WASHINGTON, March 24 (UPI) -- Japanese Prime Minister Junichiro Koizumi is due to step down in a few months after five confident, controversial years at the helm of the world's second-ranking industrial power, but he will leave ballistic missile defense juggernaut behind him.
Hardly a week now goes past without some isolated, usually little-remarked upon item that heralds another enormous stride in fulfilling his guiding vision of a gigantic, long-lasting new high-tech partnership with the United States to develop a world class BMD shield for his nation.
On Thursday, U.S. Army secretary Francis J. Harvey discussed progress in BMD cooperation with Japanese officials in Tokyo.
Earlier this month, a senior Boeing executive told a group of Washington reporters who specialize in covering BMD issues that the Japanese government is extremely interested in studying the Missile Defense Agency's controversial Airborne Laser, or ABL anti-ballistic missile system, for which Boeing is the prime contractor. Should such a system become operational in the next few years, it could be of the greatest value in protecting Japan's huge, densely populated cities from nuclear missiles fired from nearby North Korea.
"The Japanese are very interested in ABL," Greg Hyslop, director of the ABL program at Boeing. He said Boeing had already launched a study "to explore where Japanese defense industry might participate."
"They have very strong capabilities and they are very interested in doing it," Mitchell B. Kugler, Boeing's director of its Strategic Initiative Missile Defense Systems, told reporters in the March briefing. "Our friends and allies in some ways are more at need (of upgraded ballistic missile defense systems) than we are now."
Indeed, Japan is now America's most significant international partner in developing BMD systems, Air Force Lt. Gen. Henry "Trey" Obering III, director of the Missile Defense Agency, told the House Armed Services subcommittee hearing on March 9.
Obering was speaking the day after the first successful flight test of an interceptor missile using a nose cone developed by Japan occurred on March 8 off the coast of Hawaii.
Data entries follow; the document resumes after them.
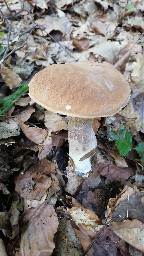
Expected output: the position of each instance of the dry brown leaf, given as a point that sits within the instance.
(119, 160)
(81, 44)
(133, 112)
(108, 50)
(55, 122)
(9, 128)
(40, 3)
(10, 77)
(83, 217)
(129, 205)
(50, 24)
(87, 223)
(74, 182)
(131, 231)
(38, 237)
(26, 114)
(126, 204)
(63, 3)
(35, 182)
(137, 74)
(113, 172)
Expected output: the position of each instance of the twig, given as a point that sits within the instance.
(8, 41)
(10, 11)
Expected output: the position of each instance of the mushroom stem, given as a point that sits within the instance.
(82, 140)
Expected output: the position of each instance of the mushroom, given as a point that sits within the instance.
(82, 91)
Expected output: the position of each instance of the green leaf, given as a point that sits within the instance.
(130, 7)
(2, 33)
(122, 138)
(124, 143)
(140, 150)
(112, 135)
(7, 103)
(1, 49)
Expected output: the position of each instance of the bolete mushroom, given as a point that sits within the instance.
(82, 91)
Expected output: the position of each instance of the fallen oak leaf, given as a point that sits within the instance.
(37, 239)
(131, 231)
(26, 114)
(113, 172)
(81, 44)
(10, 77)
(35, 182)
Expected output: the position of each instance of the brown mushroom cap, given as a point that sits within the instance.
(81, 89)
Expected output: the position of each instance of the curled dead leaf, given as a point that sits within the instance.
(81, 44)
(132, 231)
(10, 77)
(113, 172)
(39, 234)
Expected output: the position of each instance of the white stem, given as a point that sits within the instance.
(82, 140)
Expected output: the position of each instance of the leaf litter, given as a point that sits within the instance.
(45, 208)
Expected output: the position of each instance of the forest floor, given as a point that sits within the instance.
(45, 208)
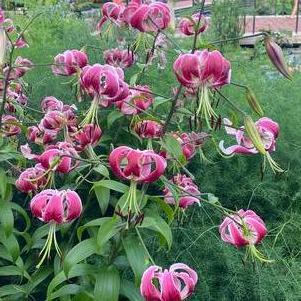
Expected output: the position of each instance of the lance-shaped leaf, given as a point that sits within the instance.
(107, 284)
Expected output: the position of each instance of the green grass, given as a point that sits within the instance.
(236, 181)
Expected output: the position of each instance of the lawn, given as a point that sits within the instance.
(237, 181)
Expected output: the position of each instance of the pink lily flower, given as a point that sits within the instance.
(137, 101)
(188, 25)
(21, 42)
(130, 10)
(56, 206)
(53, 120)
(31, 179)
(104, 82)
(268, 131)
(15, 93)
(243, 228)
(148, 129)
(2, 15)
(202, 71)
(9, 25)
(89, 135)
(136, 165)
(42, 137)
(69, 62)
(111, 12)
(150, 17)
(187, 191)
(10, 126)
(202, 68)
(119, 58)
(60, 157)
(175, 284)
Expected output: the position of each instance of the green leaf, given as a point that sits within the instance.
(12, 289)
(166, 208)
(94, 223)
(6, 218)
(22, 212)
(4, 254)
(12, 270)
(3, 184)
(107, 284)
(101, 169)
(107, 230)
(113, 116)
(79, 270)
(112, 185)
(11, 244)
(103, 197)
(159, 101)
(68, 289)
(79, 252)
(136, 256)
(38, 277)
(159, 225)
(173, 147)
(130, 291)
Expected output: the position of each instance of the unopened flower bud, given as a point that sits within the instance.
(253, 102)
(2, 46)
(276, 56)
(254, 135)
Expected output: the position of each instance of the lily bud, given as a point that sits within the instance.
(2, 46)
(276, 56)
(253, 102)
(254, 134)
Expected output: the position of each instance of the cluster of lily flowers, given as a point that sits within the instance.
(64, 138)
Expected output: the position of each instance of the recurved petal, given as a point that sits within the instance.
(147, 288)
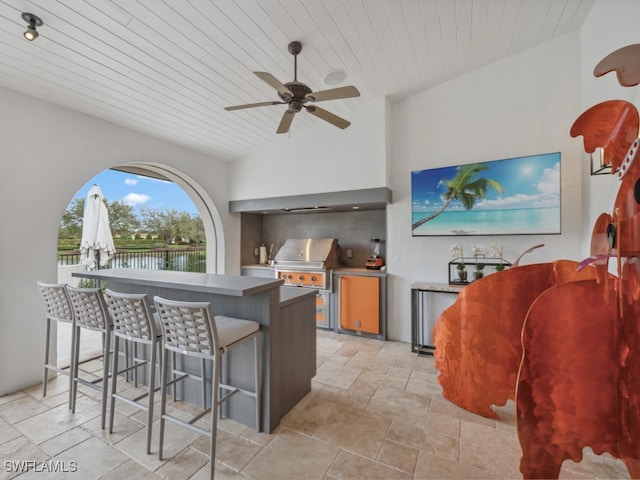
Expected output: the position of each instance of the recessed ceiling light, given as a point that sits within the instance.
(34, 21)
(334, 77)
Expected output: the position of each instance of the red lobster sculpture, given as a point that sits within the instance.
(562, 338)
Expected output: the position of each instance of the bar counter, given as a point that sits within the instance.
(287, 324)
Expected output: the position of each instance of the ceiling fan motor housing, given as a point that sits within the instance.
(299, 90)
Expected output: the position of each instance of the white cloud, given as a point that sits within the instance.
(134, 199)
(550, 180)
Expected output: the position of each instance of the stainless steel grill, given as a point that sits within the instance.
(306, 262)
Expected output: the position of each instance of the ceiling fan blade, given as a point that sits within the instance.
(252, 105)
(274, 82)
(285, 123)
(328, 116)
(333, 94)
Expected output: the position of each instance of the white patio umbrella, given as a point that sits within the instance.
(97, 241)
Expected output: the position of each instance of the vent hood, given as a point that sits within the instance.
(350, 200)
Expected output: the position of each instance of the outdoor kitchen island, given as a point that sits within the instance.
(287, 325)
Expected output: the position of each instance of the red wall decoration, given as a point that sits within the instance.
(563, 338)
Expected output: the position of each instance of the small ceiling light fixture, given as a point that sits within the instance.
(34, 21)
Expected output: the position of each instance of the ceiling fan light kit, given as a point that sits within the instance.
(296, 95)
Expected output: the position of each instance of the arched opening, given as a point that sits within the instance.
(211, 220)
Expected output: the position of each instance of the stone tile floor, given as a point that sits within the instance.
(375, 412)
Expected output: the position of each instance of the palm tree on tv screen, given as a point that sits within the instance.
(465, 187)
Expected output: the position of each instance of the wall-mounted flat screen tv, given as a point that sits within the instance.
(514, 196)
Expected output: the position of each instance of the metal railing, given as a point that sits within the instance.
(185, 260)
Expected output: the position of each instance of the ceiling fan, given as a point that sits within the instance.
(296, 95)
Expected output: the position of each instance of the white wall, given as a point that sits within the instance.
(611, 25)
(522, 105)
(323, 159)
(47, 154)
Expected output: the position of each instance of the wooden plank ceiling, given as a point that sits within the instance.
(169, 67)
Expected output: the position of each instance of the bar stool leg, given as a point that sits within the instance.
(74, 367)
(114, 381)
(163, 395)
(256, 351)
(215, 392)
(105, 378)
(152, 387)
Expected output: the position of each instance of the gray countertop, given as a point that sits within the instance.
(359, 271)
(234, 285)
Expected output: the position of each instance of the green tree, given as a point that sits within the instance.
(465, 187)
(164, 224)
(122, 219)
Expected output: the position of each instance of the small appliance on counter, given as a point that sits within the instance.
(375, 261)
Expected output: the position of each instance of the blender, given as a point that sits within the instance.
(375, 261)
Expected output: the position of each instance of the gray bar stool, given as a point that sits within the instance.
(134, 322)
(58, 309)
(191, 330)
(91, 313)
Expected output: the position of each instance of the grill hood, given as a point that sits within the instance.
(320, 253)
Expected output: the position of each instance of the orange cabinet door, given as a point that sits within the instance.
(360, 303)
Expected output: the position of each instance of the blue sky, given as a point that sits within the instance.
(528, 182)
(137, 191)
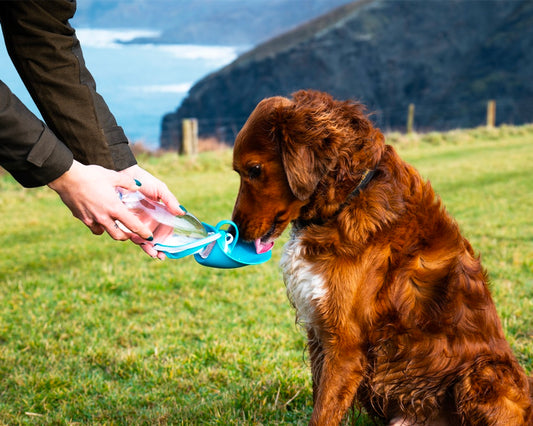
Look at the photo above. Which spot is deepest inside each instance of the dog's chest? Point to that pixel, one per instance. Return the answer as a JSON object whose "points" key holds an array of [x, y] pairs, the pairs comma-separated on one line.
{"points": [[306, 289]]}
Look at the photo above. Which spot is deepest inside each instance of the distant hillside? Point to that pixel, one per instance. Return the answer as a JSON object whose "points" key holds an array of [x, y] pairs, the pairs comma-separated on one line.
{"points": [[214, 22], [446, 57]]}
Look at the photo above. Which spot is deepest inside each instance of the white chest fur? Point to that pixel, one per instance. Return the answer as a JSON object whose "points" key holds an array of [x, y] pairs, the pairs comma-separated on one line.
{"points": [[305, 288]]}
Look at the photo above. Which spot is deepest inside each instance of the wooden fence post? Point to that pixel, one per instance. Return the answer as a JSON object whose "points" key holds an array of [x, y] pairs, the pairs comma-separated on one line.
{"points": [[410, 118], [491, 114], [190, 136]]}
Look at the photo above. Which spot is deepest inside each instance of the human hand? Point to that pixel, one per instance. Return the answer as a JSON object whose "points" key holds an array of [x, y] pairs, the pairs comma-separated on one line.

He told the subcommittee that the United States has been working with Japan on missile defense research since 1999.
Assistant Secretary of Defense for International Security Policy Peter Flory, who testified with Obering, said with its commitment to spend around $1 billion, Japan has become the United States' largest international partner in missile defense. "The United States and Japan have agreed to work together to develop a more capable sea-based interceptor" that would improve the defense of both nations, he said.
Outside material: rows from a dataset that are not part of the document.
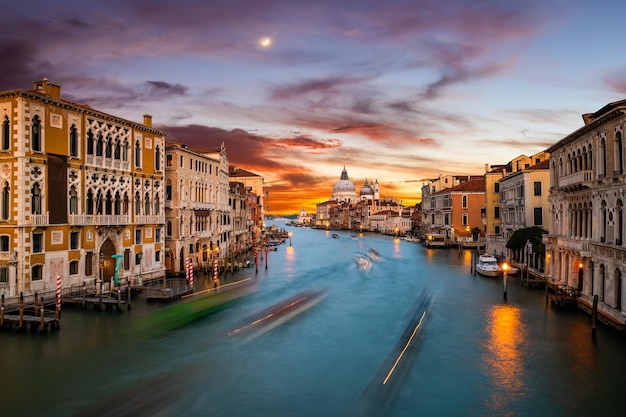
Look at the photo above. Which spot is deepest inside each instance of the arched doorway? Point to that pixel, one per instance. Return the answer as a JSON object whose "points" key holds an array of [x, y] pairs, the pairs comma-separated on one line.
{"points": [[108, 269]]}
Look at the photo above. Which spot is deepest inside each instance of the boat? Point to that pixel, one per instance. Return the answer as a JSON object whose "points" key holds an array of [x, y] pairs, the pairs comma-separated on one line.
{"points": [[373, 255], [488, 266], [364, 263], [435, 240]]}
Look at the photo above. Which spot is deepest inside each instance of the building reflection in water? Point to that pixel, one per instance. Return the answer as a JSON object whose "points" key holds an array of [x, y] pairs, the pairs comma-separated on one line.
{"points": [[504, 360]]}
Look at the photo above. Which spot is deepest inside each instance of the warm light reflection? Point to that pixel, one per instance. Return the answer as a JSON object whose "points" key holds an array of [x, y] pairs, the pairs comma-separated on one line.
{"points": [[504, 357]]}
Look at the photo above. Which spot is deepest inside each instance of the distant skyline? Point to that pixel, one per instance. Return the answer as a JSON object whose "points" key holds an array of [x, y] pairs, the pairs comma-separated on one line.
{"points": [[398, 91]]}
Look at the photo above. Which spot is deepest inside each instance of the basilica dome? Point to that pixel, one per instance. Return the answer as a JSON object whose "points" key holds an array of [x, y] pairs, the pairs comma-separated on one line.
{"points": [[344, 189]]}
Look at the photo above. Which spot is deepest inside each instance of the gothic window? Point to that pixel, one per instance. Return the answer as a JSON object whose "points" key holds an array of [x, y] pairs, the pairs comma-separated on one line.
{"points": [[157, 156], [89, 204], [109, 147], [99, 145], [89, 142], [117, 206], [6, 201], [35, 139], [146, 202], [35, 199], [108, 204], [137, 154], [6, 133], [73, 200], [73, 141]]}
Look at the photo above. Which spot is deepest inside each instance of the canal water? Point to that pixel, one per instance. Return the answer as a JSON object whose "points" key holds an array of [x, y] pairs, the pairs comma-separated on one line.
{"points": [[415, 334]]}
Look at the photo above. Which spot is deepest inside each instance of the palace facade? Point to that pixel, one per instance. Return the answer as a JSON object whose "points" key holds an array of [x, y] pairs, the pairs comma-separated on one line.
{"points": [[78, 186]]}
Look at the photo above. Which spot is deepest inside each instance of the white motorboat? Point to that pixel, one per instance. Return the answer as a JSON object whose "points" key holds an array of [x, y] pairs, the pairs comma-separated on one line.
{"points": [[488, 266]]}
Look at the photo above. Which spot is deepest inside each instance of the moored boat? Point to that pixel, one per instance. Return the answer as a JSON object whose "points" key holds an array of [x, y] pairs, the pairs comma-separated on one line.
{"points": [[488, 266]]}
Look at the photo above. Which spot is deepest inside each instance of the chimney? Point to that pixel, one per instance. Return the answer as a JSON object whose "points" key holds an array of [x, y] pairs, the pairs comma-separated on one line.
{"points": [[48, 88]]}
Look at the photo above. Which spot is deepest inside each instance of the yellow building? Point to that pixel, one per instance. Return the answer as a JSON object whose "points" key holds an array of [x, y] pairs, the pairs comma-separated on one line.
{"points": [[78, 186]]}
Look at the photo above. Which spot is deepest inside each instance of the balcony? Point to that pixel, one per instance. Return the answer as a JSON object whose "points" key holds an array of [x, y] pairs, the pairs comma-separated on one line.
{"points": [[576, 181], [39, 219], [154, 219], [98, 219]]}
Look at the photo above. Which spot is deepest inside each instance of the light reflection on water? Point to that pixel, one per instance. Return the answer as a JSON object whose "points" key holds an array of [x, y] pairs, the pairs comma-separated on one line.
{"points": [[504, 358]]}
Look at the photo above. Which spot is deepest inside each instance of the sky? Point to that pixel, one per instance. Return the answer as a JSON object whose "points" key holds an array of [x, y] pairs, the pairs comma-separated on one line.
{"points": [[396, 91]]}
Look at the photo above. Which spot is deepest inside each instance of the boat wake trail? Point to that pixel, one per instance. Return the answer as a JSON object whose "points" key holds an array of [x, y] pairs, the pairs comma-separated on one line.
{"points": [[377, 397]]}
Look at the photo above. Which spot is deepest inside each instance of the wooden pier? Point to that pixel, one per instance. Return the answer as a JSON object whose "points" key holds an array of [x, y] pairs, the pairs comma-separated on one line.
{"points": [[36, 315], [98, 294]]}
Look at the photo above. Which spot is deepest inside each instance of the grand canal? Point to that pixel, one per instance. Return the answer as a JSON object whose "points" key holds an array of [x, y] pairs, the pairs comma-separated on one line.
{"points": [[416, 334]]}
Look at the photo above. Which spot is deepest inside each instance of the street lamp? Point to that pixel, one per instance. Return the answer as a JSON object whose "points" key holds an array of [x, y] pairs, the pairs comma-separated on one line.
{"points": [[505, 267]]}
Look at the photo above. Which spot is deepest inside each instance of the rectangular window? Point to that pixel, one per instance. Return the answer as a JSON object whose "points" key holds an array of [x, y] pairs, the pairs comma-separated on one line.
{"points": [[538, 212], [37, 242], [89, 264], [4, 243], [74, 240]]}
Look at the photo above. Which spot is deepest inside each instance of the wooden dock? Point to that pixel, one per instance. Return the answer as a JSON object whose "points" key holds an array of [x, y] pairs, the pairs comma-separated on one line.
{"points": [[35, 315]]}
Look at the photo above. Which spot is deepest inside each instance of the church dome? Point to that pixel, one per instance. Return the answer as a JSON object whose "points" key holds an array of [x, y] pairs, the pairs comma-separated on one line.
{"points": [[344, 189], [366, 190], [344, 185]]}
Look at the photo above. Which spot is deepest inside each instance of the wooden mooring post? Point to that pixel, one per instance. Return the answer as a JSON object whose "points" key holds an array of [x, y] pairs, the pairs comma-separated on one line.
{"points": [[594, 316]]}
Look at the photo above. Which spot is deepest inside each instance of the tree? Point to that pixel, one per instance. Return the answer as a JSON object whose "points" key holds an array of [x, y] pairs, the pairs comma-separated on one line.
{"points": [[530, 234]]}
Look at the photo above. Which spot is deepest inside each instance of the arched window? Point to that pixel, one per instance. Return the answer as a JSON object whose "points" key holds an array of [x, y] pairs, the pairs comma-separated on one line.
{"points": [[157, 204], [619, 222], [99, 205], [603, 158], [137, 204], [603, 219], [73, 141], [618, 289], [117, 206], [73, 200], [137, 154], [89, 142], [89, 205], [6, 133], [35, 139], [619, 156], [109, 147], [146, 202], [108, 209], [6, 201], [99, 145], [35, 199], [157, 159]]}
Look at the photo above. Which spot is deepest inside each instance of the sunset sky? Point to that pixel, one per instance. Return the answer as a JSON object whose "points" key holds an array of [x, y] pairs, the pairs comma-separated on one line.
{"points": [[396, 91]]}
The comments of the Boeing executives, Obering and Flory come after an epochal year when Koizumi pushed through the institutionalization of Japan's high-tech BMD cooperation with the United States in a series of hugely ambitious projects, including the purchase of more than $1 billion worth of U.S.-built Standard Missile 3s developed for the sea-based Aegis anti-ballistic missile system to defend against threats from unpredictable North Korea.
Indeed, as the last year of Koizumi's mandated maximum five-year run as Japan's prime minister peters out, he appears to be trying to step up the pace of institutionalizing U.S.-Japanese technical and industrial cooperation on the BMD programs that may endure for years or even decades to come.
Last year, Koizumi closed a deal with Lockheed Martin for Japan to either buy off the shelf or produce itself 124 Patriot PAC-3 missiles by 2010.
The deal will not come cheaply for Japan and is a welcome boost for the prime U.S. contractor Lockheed Martin. The costs of developing the massive industrial and technological infrastructure needed to make the PAC-3s in Japan will be vastly greater than if the Defense Agency bought them off the shelf from the United States. However, Koizumi, ever the visionary, wants use the deal to establish the foundation for an independent Japanese ABM production capability. The program would also be a huge boost to Japan's own missile production technologies.
Koizumi also knows that Japan's once ambitious space and missile programs have long languished with engineering problems and clearly needed a shot in the arm. Mitsubishi Heavy Industries is expected to produce the PAC-3 surface-to-air missiles domestically for deployment starting fiscal 2008 in association with Lockheed Martin.
Now, the interest Japanese officials are expressing in the Airborne Laser offers the prospect of another major area of cooperation between the two countries and major corporations in both.
The ABL has had a rocky road recently and speculations that now appear unfounded about its possible cancellation have circulated the U.S. media. The ABL program currently looks secure at least until it passes the crucial tests Gen. Obering has decreed for it in 2008. But having Japanese financial and engineering resources available to develop it would be an enormous shot in the arm for it.
And from the Japanese side, cooperation offers access into a rich new frontier area of technological breakthroughs that Japanese science and technology by itself has been lagging in until now.
The flourishing U.S.-Japanese special relationship in BMD has become one of the most important and overlooked developments in global strategy. The prospect of expanding it into ABL research suggests that there may be a lot more to come.